The plot may diverge thereafter
I am waiting for the version of The Sound of Music where Maria holds a moonbeam in her hand and the Captain turns into a werewolf.
The Smell of Music
I am working on a synaesthetic version of THE SOUND OF MUSIC called THE SMELL OF MUSIC.
It will be very popular with dogs.
The Non-Essentials
I am now working on a script about the Washington shutdown called THE NON-ESSENTIALS, to star Bruce Willis, Sylvester Stallone, and Arnold Schwarzenegger.
And Joe Pesci, who gets the line “I got your pink slip right HERE, pally!”
Doctor Zhivago: Supermodel Edition
Hmm. On Travel Channel, I can see SI swimsuit models in Antarctica. On TCM, I can see Doctor Zhivago. I think I’ll switch back and forth to bring SI supermodels into the Russian Revolution.
It’s a Wonderful Lie
I’m imagining a mash up between It’s a Wonderful Life and True Lies.
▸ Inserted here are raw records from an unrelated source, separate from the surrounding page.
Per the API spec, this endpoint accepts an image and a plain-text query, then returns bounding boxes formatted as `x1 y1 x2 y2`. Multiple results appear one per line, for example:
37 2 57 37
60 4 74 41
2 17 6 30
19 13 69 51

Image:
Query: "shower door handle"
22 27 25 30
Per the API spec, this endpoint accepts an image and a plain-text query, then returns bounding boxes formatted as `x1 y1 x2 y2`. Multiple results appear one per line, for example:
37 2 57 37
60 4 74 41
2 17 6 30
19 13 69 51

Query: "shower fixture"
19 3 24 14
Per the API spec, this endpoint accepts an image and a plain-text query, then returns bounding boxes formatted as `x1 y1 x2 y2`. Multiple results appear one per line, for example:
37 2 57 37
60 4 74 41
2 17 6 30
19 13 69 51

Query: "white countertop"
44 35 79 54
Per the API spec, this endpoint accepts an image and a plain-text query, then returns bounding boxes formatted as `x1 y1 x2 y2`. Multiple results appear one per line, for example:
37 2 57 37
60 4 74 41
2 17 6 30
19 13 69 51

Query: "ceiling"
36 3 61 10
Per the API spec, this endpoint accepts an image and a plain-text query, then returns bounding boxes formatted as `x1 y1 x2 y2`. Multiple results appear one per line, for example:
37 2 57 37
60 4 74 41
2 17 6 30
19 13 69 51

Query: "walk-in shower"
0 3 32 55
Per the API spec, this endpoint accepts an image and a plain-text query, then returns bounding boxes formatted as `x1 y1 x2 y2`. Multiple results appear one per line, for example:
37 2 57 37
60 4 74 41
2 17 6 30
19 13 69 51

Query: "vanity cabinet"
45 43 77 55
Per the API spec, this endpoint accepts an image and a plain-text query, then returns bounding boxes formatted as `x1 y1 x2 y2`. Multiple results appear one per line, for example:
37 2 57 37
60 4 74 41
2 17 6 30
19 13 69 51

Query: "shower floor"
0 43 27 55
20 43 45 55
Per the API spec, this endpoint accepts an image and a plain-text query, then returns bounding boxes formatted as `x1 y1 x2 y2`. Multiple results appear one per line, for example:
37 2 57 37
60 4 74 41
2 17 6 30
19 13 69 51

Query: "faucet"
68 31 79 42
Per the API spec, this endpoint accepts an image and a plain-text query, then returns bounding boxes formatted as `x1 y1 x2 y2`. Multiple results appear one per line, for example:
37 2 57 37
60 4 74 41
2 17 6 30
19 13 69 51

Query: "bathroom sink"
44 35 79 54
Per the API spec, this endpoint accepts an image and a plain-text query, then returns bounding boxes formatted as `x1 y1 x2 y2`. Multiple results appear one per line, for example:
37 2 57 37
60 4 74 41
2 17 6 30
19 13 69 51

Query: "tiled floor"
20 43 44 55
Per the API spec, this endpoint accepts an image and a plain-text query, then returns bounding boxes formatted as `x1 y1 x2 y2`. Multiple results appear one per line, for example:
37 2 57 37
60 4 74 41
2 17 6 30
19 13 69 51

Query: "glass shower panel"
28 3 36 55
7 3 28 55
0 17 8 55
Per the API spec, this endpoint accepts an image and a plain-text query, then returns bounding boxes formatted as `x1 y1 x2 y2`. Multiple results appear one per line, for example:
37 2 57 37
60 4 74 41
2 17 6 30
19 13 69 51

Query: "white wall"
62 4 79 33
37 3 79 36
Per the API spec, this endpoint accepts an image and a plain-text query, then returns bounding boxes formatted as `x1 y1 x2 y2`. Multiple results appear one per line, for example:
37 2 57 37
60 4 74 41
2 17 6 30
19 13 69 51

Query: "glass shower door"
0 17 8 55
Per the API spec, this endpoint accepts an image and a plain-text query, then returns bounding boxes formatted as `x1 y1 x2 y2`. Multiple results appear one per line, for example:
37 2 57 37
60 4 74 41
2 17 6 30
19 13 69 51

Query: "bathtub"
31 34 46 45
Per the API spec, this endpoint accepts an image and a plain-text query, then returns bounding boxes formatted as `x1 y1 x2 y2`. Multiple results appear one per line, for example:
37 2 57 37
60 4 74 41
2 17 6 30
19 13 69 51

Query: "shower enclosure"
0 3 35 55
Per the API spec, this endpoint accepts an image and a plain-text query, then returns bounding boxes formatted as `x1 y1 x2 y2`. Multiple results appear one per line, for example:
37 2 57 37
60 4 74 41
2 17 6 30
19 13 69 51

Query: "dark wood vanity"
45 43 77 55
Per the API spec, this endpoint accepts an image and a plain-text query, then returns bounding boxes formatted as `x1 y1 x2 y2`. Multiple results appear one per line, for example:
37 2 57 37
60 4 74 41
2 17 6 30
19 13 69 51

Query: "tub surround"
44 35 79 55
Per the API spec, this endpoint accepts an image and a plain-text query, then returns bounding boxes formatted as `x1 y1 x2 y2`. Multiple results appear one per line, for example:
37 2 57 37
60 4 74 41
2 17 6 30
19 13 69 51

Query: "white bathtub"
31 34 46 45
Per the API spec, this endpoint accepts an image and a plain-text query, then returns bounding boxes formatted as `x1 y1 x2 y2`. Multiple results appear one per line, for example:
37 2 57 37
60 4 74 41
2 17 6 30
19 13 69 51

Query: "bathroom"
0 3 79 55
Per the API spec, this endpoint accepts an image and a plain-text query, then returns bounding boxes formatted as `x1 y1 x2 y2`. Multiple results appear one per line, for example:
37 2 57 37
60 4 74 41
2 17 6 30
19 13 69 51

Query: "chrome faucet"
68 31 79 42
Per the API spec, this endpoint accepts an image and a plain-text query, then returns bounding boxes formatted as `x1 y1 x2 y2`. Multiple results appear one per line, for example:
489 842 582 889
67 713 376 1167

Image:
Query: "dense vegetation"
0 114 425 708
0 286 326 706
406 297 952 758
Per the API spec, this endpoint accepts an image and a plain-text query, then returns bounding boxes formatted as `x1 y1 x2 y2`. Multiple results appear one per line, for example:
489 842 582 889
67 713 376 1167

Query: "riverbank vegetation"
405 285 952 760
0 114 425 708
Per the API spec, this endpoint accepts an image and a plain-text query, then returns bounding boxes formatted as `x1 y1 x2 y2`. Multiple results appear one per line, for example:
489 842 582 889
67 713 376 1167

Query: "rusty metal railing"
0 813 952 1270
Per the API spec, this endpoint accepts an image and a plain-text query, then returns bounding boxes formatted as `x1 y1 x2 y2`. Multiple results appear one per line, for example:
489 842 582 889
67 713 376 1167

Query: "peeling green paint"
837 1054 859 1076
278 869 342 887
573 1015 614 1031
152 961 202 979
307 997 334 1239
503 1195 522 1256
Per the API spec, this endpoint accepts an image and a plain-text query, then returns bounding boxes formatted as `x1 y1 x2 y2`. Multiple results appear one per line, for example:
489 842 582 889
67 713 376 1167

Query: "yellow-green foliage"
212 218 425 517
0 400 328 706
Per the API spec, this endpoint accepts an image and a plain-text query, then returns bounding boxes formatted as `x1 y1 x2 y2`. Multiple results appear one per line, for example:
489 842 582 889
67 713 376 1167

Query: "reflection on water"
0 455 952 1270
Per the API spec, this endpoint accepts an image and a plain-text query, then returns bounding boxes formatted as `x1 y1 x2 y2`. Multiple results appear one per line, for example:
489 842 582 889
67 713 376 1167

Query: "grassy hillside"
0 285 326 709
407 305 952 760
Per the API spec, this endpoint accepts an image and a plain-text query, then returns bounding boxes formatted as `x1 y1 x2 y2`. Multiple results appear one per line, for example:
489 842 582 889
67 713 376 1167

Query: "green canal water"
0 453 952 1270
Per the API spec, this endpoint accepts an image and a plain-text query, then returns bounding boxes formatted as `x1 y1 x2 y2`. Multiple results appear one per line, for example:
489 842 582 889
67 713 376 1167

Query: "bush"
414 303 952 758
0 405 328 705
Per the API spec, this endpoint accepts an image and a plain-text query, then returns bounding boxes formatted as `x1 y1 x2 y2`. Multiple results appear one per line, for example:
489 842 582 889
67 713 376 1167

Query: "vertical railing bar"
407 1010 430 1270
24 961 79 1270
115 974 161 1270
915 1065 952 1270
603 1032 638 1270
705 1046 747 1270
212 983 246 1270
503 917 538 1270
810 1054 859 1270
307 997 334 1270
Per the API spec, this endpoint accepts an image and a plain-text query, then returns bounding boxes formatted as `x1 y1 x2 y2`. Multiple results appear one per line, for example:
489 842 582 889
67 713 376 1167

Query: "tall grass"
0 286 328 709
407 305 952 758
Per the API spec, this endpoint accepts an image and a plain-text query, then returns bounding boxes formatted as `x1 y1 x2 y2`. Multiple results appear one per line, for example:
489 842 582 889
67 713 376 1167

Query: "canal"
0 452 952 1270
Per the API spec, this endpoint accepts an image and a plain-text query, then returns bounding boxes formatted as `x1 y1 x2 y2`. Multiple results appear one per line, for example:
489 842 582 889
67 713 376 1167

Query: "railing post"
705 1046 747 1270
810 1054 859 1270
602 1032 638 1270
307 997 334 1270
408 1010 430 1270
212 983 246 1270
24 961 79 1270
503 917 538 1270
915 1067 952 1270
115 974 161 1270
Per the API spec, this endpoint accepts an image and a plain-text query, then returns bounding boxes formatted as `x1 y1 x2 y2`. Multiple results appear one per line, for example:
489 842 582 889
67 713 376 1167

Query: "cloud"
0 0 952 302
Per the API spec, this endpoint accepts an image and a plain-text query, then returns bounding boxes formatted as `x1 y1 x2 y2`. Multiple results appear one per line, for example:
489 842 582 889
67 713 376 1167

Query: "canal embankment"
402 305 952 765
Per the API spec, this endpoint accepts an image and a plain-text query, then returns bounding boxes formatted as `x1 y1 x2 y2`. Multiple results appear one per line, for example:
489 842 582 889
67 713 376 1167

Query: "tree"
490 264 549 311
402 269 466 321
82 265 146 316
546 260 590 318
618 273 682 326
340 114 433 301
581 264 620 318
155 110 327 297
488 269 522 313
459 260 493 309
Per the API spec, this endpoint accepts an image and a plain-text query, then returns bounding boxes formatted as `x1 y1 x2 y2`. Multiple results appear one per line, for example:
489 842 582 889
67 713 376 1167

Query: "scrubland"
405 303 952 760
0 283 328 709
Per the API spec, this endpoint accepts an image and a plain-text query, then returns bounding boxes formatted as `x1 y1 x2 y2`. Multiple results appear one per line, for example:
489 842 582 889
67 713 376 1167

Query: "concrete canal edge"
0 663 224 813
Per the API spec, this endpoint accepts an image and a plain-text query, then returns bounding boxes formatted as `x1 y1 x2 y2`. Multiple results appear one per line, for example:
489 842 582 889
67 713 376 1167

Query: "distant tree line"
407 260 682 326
The result: It’s a Wonderful Lie, starring Arnold Schwarzenegger. In it, Arnold jumps off the bridge yelling “I’ll be back!”
The Supervillain Superstore
I’m watching a James Bond movie, and once again, the henchmen are dressed in matching outfits. Is there a supervillain superstore where they can shop for henchmen uniforms in bulk, or is there a hiring agency where you can get your henchmen on day rates until you’re more established in your villainy?
In which I get my viewing of epic movies all confused
Watching Avatar. They haven’t spotted the iceberg yet.
Oh, wait, that was another James Cameron epic. Never mind.